Todo ha comenzado con la infusión de té que a él le han traído desde Chitral (Gandhara, noroeste de Pakistán) y ella ha olido reclinada en el sofá rojo; siempre en el lado derecho, donde el respaldo es más alto, levantando la rodilla izquierda para dejarla sobre el mullido asiento, cerca de él. Se ha levantado y ha ido hasta el armario de las hierbas, ha cogido cardamomo y le ha dicho sonriendo, “verás como así está mejor”. Él se ha dejado hacer y después ha saboreado la dulce y especiada bebida, y claro, claro que le ha gustado, casi tanto, como ella (esto es una exageración, pero también una licencia poética). En realidad “todo” empezó mucho antes, mucho antes, porque su historia viene desde, como escribió Foxá, <<hace un millón de siglos>>.
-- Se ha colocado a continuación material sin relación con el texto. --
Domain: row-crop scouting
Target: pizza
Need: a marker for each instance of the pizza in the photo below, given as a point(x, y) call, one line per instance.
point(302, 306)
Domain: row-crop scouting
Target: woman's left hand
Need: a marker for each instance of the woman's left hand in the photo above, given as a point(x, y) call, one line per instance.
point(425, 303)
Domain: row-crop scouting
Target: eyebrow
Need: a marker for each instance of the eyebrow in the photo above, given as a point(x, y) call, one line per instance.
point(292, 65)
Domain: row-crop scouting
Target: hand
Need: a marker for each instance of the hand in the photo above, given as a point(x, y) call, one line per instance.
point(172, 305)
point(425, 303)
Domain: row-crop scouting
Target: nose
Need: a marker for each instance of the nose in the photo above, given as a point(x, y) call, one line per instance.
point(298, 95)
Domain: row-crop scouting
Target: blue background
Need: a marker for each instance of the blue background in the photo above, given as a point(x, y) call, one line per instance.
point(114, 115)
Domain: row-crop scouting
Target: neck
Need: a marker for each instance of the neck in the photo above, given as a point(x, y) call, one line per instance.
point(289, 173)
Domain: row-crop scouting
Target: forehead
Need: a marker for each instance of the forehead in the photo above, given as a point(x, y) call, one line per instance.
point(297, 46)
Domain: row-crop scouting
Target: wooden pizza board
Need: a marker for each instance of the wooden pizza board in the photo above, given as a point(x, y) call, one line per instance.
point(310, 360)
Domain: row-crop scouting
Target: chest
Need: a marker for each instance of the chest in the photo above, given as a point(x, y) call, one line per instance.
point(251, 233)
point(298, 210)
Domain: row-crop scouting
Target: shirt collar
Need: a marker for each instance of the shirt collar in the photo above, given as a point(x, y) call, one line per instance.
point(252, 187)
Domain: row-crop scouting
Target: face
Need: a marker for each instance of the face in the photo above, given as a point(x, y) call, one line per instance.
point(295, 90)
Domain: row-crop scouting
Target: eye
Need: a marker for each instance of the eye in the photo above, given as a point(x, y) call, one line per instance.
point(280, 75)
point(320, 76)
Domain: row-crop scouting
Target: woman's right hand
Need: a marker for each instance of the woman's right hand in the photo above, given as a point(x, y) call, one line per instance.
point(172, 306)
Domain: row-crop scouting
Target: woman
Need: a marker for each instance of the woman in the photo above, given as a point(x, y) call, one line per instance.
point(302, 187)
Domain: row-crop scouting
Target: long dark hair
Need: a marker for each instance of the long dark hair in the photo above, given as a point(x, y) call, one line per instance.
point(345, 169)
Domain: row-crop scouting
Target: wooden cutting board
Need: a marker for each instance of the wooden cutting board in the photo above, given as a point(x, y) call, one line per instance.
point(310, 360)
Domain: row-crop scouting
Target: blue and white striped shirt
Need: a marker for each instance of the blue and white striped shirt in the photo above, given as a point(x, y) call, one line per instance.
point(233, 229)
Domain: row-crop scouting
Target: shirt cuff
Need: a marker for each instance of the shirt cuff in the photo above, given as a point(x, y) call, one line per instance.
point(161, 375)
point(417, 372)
Sí, todo arrancó en el patio trasero del castillo del Rey Loco, Luis II de Baviera, que a ella, por cierto, le daba un poco de miedo (el patio, digo, no el rey). Allí se conocieron, en la misma puerta de la gran cocina palaciega. Ella llevaba, para los tañedores de los más variados, exóticos, raros y desclasificados instrumentos musicales, sus creaciones; era luthier. Él, por aquel entonces, cazaba los pequeños dragones de los lagos y los acarreaba hasta La China, para su adiestramiento como animales (preciosos) de compañía. Después de ser recibidos por los diferentes chambelanes eran conducidos ante La Maestre del Arte Culinario, La Señá Anselma, y según preferencias, cada uno podía comer lo que más le gustara antes de marchar con la bolsa bien llena de guineas (la moneda en que se les pagaba a los suministradores reales); galletas de sésamo sin huevo que se notase, ella; bambas de crema él, y “un poco de turrón de Xixona para el camino”, decía.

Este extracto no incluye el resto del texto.